C360: What are your tips for how providers can build trust with their patients?

SO: Providers build trust with their patients to deliver routine clinical care—and vaccines are no different. Research suggests that it is important for providers to treat vaccination as standard health care and normalize it as part of routine care, just like taking patients’ temperature and blood pressure. Engaging in announcements with patients who are ready to be vaccinated or are ready to vaccinate their children have been found to be more effective than engaging patients in open-ended conversations about vaccination.2 For patients who may have concerns, providers should then spend time answering patients’ questions and encourage patients to obtain information from reliable sources.  

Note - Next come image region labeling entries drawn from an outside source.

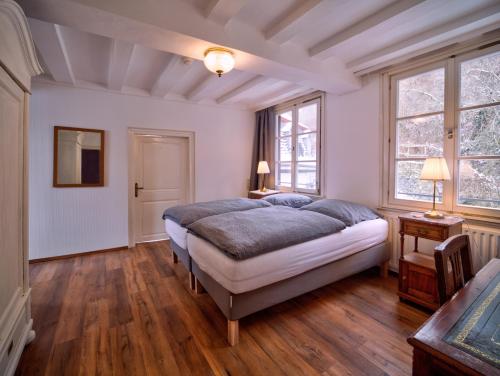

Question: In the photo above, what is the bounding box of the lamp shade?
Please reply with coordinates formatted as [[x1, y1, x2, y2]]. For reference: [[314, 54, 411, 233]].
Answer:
[[203, 47, 234, 77], [420, 157, 450, 180], [257, 161, 271, 174]]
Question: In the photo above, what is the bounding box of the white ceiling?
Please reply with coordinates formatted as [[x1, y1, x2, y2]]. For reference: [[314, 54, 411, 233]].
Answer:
[[19, 0, 500, 109]]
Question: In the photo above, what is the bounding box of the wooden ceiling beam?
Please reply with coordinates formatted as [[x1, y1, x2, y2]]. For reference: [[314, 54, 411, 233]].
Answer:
[[216, 75, 268, 104], [108, 39, 135, 91], [29, 18, 76, 85], [205, 0, 248, 26], [309, 0, 424, 59], [264, 0, 322, 44], [347, 4, 500, 73]]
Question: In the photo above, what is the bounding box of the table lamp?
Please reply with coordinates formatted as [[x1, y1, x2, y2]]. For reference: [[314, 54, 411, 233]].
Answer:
[[257, 161, 271, 192], [420, 157, 450, 219]]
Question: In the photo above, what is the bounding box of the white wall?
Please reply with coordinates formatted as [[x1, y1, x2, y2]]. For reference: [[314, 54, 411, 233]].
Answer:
[[325, 75, 382, 208], [29, 83, 254, 259]]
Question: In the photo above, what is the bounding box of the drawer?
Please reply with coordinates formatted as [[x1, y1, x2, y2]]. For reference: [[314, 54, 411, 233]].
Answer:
[[403, 221, 448, 241]]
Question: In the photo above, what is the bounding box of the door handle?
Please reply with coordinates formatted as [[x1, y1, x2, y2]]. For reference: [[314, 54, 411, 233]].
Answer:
[[134, 183, 144, 197]]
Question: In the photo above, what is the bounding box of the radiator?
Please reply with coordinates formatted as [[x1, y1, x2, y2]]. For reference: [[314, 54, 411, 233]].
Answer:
[[380, 211, 500, 272]]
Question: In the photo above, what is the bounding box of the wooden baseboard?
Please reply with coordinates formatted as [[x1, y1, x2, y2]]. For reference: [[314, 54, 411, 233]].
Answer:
[[29, 245, 128, 264]]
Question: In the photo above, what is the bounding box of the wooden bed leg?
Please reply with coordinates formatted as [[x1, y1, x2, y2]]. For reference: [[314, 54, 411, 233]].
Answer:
[[194, 277, 205, 294], [227, 320, 240, 346], [189, 272, 196, 291], [380, 261, 389, 278]]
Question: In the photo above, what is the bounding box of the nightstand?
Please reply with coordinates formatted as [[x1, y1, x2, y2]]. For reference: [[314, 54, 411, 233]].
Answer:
[[398, 213, 463, 310], [248, 189, 281, 199]]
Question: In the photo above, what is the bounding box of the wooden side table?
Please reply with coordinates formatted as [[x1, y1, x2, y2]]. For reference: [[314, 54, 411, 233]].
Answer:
[[248, 189, 281, 199], [398, 213, 463, 310]]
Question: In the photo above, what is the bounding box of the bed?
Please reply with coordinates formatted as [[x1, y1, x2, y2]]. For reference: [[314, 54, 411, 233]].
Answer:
[[162, 198, 271, 290], [187, 203, 390, 345]]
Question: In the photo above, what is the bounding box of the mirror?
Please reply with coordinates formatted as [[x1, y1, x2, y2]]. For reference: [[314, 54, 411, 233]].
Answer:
[[54, 126, 104, 187]]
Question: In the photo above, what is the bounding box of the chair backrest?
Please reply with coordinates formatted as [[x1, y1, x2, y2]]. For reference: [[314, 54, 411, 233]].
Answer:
[[434, 235, 474, 305]]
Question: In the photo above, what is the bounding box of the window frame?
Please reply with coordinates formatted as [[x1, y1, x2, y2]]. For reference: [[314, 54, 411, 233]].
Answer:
[[380, 45, 500, 218], [274, 92, 324, 196]]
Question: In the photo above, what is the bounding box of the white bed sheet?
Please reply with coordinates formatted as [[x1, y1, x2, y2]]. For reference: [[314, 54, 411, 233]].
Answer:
[[187, 218, 389, 294], [165, 218, 187, 249]]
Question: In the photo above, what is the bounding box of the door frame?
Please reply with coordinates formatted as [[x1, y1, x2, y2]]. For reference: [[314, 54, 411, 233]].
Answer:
[[128, 128, 195, 248]]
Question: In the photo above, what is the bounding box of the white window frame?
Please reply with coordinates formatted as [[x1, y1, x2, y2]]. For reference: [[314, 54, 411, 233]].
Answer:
[[380, 45, 500, 218], [274, 92, 324, 196]]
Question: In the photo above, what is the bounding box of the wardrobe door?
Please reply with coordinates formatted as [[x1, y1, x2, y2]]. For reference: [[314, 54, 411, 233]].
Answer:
[[0, 68, 25, 366]]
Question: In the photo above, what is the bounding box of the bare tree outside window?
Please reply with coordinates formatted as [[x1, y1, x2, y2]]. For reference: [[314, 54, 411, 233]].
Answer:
[[395, 68, 445, 202], [391, 49, 500, 212], [458, 52, 500, 209]]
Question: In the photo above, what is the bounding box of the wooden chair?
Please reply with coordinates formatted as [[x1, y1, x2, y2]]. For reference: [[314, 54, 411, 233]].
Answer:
[[434, 235, 474, 305]]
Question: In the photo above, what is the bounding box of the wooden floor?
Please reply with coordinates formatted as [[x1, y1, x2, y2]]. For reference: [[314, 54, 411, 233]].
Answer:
[[17, 242, 428, 375]]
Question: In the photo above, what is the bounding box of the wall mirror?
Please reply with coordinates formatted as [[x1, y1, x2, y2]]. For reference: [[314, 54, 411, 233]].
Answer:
[[54, 126, 104, 187]]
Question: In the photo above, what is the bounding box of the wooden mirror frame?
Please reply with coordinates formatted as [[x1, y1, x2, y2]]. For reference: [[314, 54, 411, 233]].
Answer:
[[52, 125, 105, 188]]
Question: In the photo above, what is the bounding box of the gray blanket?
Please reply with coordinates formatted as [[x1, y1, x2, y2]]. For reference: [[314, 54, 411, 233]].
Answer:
[[162, 198, 271, 227], [188, 206, 346, 260]]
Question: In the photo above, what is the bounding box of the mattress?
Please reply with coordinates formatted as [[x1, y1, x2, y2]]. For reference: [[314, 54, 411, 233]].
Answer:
[[165, 218, 187, 249], [187, 218, 389, 294]]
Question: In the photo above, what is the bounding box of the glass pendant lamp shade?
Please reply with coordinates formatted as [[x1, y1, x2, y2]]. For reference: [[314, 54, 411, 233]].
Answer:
[[203, 47, 234, 77]]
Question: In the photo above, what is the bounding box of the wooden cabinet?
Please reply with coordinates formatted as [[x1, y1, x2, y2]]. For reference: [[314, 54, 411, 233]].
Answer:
[[0, 0, 42, 375], [398, 213, 463, 310], [248, 189, 281, 199]]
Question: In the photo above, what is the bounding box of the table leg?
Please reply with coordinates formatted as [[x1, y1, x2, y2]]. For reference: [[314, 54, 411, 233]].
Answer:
[[412, 348, 433, 376], [399, 231, 405, 259]]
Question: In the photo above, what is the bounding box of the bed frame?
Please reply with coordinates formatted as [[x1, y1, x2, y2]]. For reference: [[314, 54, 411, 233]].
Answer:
[[188, 242, 390, 346], [170, 238, 196, 290]]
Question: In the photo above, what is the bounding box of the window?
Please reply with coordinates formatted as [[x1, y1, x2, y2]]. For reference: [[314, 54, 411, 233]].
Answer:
[[275, 95, 321, 194], [385, 47, 500, 216]]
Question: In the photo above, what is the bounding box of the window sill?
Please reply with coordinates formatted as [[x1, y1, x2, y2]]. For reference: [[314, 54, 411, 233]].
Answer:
[[377, 206, 500, 229]]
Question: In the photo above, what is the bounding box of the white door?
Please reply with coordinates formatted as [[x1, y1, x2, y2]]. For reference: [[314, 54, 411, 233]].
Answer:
[[132, 135, 189, 243]]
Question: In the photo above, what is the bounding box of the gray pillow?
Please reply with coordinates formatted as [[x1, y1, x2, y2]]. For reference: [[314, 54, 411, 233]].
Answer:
[[300, 199, 380, 226], [264, 193, 313, 208]]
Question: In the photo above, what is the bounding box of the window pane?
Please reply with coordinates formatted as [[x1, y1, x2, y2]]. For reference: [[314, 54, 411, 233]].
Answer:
[[297, 133, 317, 161], [396, 161, 443, 203], [397, 68, 444, 117], [397, 114, 444, 158], [278, 137, 292, 162], [460, 52, 500, 107], [297, 103, 318, 133], [458, 159, 500, 209], [277, 163, 292, 187], [296, 162, 317, 189], [278, 111, 292, 137], [460, 106, 500, 155]]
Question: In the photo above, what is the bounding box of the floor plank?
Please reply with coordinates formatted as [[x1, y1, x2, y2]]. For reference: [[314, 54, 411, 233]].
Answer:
[[16, 242, 429, 376]]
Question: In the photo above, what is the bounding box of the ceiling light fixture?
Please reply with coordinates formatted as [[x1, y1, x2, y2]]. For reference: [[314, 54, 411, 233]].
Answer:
[[203, 47, 234, 77]]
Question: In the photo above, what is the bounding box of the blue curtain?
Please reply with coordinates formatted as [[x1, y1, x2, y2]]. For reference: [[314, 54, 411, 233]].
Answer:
[[250, 108, 275, 190]]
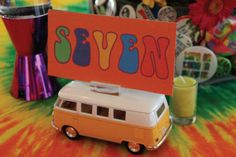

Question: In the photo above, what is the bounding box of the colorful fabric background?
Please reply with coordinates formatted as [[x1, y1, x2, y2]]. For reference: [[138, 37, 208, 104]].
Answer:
[[0, 0, 236, 157]]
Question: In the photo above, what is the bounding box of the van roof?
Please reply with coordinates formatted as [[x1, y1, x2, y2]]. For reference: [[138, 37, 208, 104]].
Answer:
[[58, 81, 164, 113]]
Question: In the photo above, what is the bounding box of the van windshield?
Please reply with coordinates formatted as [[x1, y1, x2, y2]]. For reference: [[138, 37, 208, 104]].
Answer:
[[157, 103, 165, 118]]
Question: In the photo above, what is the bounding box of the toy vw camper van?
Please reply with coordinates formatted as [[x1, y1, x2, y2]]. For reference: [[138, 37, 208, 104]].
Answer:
[[52, 81, 172, 154]]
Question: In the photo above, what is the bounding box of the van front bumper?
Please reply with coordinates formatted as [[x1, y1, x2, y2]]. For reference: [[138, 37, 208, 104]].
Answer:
[[146, 121, 172, 150]]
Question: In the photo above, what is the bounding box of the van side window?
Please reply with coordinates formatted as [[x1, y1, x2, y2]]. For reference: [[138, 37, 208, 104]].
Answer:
[[61, 101, 76, 111], [113, 109, 126, 120], [157, 104, 165, 117], [97, 106, 109, 117], [81, 103, 93, 114]]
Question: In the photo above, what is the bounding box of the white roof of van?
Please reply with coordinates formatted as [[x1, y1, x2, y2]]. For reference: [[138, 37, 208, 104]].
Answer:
[[58, 81, 164, 113]]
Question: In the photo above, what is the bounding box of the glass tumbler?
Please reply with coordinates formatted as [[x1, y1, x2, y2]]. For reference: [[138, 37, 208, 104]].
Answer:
[[0, 0, 56, 101], [170, 76, 198, 125]]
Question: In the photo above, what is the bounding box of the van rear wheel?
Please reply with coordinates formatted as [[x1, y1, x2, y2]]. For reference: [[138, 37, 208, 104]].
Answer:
[[125, 142, 145, 154], [63, 126, 79, 140]]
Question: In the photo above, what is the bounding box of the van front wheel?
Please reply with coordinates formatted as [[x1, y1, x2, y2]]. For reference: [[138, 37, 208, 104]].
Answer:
[[63, 126, 79, 140], [126, 142, 145, 154]]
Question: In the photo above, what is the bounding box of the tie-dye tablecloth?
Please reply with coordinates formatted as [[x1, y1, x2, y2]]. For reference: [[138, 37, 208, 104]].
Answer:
[[0, 0, 236, 157]]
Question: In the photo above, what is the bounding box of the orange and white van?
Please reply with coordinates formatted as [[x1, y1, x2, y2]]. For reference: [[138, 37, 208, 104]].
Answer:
[[52, 81, 172, 154]]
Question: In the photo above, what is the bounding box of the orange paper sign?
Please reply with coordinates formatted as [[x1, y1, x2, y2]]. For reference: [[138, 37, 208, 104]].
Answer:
[[48, 10, 176, 95]]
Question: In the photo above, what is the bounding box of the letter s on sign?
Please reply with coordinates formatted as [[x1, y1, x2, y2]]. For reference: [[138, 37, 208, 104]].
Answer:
[[54, 26, 71, 64]]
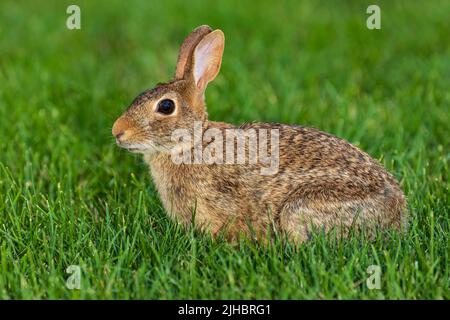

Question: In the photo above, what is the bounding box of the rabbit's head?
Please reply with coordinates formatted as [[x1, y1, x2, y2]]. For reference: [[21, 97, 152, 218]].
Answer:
[[112, 26, 224, 153]]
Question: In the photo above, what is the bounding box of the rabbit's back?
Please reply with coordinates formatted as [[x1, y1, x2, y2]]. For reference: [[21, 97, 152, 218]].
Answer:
[[149, 122, 406, 241]]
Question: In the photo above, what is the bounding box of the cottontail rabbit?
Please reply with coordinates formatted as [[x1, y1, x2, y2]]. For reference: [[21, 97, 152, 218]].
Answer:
[[112, 26, 407, 242]]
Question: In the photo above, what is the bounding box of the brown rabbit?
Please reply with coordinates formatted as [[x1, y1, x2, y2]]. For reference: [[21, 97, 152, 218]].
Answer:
[[112, 26, 407, 242]]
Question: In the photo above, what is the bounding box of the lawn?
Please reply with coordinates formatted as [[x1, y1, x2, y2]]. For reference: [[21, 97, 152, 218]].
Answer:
[[0, 0, 450, 299]]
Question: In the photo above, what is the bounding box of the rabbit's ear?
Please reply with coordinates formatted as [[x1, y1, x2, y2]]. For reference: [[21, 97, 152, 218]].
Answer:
[[175, 25, 212, 80], [191, 29, 225, 92]]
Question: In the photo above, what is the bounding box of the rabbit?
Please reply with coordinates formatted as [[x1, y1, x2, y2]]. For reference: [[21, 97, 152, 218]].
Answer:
[[112, 25, 408, 243]]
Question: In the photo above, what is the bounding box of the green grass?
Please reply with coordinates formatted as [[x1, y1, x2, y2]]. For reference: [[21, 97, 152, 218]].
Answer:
[[0, 0, 450, 299]]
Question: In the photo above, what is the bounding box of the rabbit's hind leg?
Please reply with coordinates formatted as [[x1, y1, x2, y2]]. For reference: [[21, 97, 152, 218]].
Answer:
[[279, 198, 389, 243]]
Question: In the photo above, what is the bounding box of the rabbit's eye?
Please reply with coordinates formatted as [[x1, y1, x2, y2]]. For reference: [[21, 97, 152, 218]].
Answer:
[[156, 99, 175, 115]]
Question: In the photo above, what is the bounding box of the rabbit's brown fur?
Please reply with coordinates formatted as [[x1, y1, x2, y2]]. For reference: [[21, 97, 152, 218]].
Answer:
[[113, 26, 407, 242]]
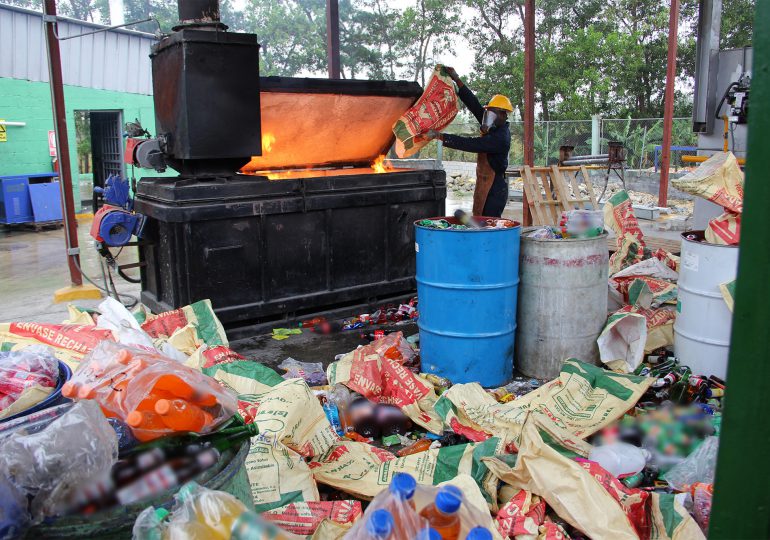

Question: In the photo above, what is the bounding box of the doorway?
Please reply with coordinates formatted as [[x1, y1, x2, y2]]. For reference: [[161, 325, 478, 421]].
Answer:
[[88, 111, 126, 212]]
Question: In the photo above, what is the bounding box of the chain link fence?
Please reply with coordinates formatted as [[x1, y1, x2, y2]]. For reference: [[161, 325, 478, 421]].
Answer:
[[415, 118, 698, 171]]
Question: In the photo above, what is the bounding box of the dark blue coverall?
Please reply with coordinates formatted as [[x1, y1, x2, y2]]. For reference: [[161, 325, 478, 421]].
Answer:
[[442, 85, 511, 217]]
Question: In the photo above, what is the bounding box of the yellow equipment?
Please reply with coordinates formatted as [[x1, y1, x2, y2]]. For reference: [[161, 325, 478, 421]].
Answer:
[[485, 94, 513, 112]]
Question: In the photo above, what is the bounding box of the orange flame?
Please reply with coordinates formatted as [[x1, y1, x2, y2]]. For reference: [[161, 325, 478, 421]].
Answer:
[[262, 133, 275, 155], [372, 155, 393, 174]]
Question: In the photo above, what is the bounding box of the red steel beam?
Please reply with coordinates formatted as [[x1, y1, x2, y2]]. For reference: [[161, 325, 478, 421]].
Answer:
[[43, 0, 83, 285], [326, 0, 340, 79], [658, 0, 679, 206], [522, 0, 535, 226]]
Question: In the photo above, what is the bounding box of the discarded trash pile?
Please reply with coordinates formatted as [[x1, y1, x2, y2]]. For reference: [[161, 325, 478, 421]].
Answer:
[[529, 210, 604, 240], [0, 294, 724, 539], [417, 218, 515, 231], [0, 151, 739, 540]]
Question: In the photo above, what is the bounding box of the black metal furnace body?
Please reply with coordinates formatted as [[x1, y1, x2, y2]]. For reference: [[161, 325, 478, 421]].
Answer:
[[136, 78, 446, 326]]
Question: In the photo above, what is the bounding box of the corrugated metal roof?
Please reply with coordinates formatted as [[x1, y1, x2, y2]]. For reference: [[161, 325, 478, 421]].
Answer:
[[0, 4, 155, 95]]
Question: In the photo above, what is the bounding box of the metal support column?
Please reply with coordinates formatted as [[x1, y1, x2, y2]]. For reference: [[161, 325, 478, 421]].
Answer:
[[326, 0, 340, 79], [522, 0, 535, 226], [43, 0, 83, 285], [658, 0, 679, 206], [591, 114, 602, 156], [709, 1, 770, 540]]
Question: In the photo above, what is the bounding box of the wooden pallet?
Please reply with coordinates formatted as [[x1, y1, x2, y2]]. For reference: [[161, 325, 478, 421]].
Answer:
[[521, 165, 599, 225]]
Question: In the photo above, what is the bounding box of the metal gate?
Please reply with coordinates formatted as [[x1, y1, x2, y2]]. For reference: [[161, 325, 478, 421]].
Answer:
[[90, 111, 125, 212]]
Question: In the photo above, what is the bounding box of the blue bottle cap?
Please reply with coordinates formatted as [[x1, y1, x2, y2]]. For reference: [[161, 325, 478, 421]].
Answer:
[[414, 528, 441, 540], [465, 527, 492, 540], [436, 486, 463, 514], [366, 508, 394, 538], [388, 473, 417, 501]]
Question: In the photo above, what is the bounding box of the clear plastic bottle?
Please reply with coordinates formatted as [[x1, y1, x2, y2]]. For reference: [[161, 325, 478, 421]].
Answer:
[[465, 527, 492, 540], [366, 508, 396, 540], [420, 486, 463, 540], [167, 483, 247, 540], [388, 473, 417, 509], [588, 442, 650, 477], [414, 527, 441, 540]]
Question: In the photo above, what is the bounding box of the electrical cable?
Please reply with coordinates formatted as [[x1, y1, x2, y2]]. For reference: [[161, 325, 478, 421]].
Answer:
[[72, 257, 139, 309], [730, 122, 736, 153]]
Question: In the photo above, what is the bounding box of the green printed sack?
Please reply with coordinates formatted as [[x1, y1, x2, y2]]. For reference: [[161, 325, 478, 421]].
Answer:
[[436, 359, 652, 446]]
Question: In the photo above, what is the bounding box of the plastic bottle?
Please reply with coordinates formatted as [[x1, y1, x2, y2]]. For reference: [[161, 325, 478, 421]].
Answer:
[[311, 321, 342, 334], [588, 442, 650, 477], [374, 404, 412, 437], [115, 448, 220, 506], [230, 511, 289, 540], [455, 208, 479, 229], [360, 330, 398, 341], [465, 527, 492, 540], [155, 399, 210, 431], [299, 317, 326, 328], [126, 424, 259, 457], [366, 508, 396, 540], [396, 437, 433, 457], [414, 527, 441, 540], [388, 473, 417, 510], [169, 482, 247, 540], [420, 486, 463, 540], [347, 396, 380, 439], [126, 411, 168, 432]]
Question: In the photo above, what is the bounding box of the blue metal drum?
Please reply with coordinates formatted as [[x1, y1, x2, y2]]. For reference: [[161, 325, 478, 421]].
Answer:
[[415, 217, 521, 387]]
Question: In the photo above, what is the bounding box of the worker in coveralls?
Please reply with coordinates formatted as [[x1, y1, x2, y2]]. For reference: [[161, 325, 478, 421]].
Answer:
[[425, 68, 513, 217]]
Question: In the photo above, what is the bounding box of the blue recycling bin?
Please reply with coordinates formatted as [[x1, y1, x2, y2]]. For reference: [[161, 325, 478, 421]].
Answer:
[[415, 217, 521, 387], [0, 172, 62, 224]]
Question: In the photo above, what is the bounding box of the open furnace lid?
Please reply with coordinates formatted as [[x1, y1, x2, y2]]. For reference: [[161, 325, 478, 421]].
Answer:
[[242, 77, 422, 173]]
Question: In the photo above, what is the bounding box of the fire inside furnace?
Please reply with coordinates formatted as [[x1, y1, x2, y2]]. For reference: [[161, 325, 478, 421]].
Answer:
[[240, 132, 395, 180]]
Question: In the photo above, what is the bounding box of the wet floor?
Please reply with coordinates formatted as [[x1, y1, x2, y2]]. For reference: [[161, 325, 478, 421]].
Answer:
[[0, 194, 680, 324], [0, 218, 139, 323]]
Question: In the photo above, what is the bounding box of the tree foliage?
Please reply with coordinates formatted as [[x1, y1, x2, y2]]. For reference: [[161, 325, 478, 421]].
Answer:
[[7, 0, 755, 120]]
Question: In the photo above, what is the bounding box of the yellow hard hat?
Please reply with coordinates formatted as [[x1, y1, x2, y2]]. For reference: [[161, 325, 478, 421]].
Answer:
[[486, 94, 513, 112]]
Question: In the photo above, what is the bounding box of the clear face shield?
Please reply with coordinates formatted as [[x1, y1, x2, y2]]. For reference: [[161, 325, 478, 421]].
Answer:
[[481, 109, 497, 133]]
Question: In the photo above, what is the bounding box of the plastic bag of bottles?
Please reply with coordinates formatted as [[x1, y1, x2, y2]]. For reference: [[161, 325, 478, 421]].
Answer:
[[0, 345, 59, 418], [62, 341, 237, 442], [663, 437, 719, 491], [0, 401, 118, 520], [559, 210, 604, 238], [345, 473, 491, 540], [132, 482, 299, 540]]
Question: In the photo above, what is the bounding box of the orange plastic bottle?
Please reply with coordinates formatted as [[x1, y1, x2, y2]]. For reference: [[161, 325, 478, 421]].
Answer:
[[396, 437, 433, 457], [155, 399, 211, 431], [420, 486, 463, 540], [153, 374, 195, 401], [61, 381, 80, 398], [383, 473, 419, 538], [126, 411, 168, 431], [136, 390, 176, 412]]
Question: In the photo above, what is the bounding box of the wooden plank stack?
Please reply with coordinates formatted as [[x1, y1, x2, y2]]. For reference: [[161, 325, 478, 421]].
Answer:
[[521, 165, 599, 225]]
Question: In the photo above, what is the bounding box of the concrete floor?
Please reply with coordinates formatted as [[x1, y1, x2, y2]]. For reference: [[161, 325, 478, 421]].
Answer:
[[0, 194, 680, 326], [0, 218, 140, 323]]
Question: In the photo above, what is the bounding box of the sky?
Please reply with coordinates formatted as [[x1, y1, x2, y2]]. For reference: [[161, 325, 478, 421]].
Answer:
[[228, 0, 473, 77]]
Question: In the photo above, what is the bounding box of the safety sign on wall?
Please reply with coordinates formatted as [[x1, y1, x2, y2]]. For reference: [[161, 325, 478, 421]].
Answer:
[[48, 129, 56, 157]]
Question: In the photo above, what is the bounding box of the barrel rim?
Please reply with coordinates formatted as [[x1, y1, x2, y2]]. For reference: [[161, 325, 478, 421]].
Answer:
[[521, 225, 610, 243], [413, 216, 521, 233], [680, 229, 740, 249]]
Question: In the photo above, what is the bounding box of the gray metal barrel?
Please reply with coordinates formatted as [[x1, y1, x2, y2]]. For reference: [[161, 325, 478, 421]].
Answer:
[[674, 231, 738, 379], [516, 229, 609, 379]]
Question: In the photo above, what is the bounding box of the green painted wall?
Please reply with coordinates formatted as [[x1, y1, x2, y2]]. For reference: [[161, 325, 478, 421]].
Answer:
[[0, 78, 170, 210]]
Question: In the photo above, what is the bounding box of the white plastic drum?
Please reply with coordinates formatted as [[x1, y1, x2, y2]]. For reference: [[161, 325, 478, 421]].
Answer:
[[674, 231, 738, 379]]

C360: With this year’s influenza season on the horizon, what are your thoughts on vaccine hesitancy? How can providers overcome vaccine hesitancy, especially regarding the influenza vaccine?

SO: The World Health Organization’s Strategic Advisory Group of Experts working group has identified 3 “C”s of vaccine hesitancy.3 The group notes that vaccine-hesitant individuals may lack Convenience (do not have easy access), have limited Confidence (do not trust the vaccine or provider), or are Complacent (do not perceive a need or value of the vaccine). Evidence suggests that many individuals may be in the complacent group, where they may benefit from good provider recommendations. It is especially important for providers to not assume that all vaccine-hesitant individuals are alike.



  1. Ozawa S, Yemeke TT, Evans DR, Pallas SE, Wallace AS, Lee BY. Defining hard-to-reach populations for vaccination. Vaccine. 2019;37(37):5525-5534.
  2. Brewer NT, Hall ME, Malo TL, Gilkey MB, Quinn B, Lathren C. Announcements versus conversations to improve HPV vaccination coverage: A randomized trial. Pediatrics. 2017;139(1):e20161764.
  3. MacDonald NE; SAGE Working Group on Vaccine Hesitancy. Vaccine hesitancy: definition, scope and determinants. Vaccine. 2015;33(34):4161-4164.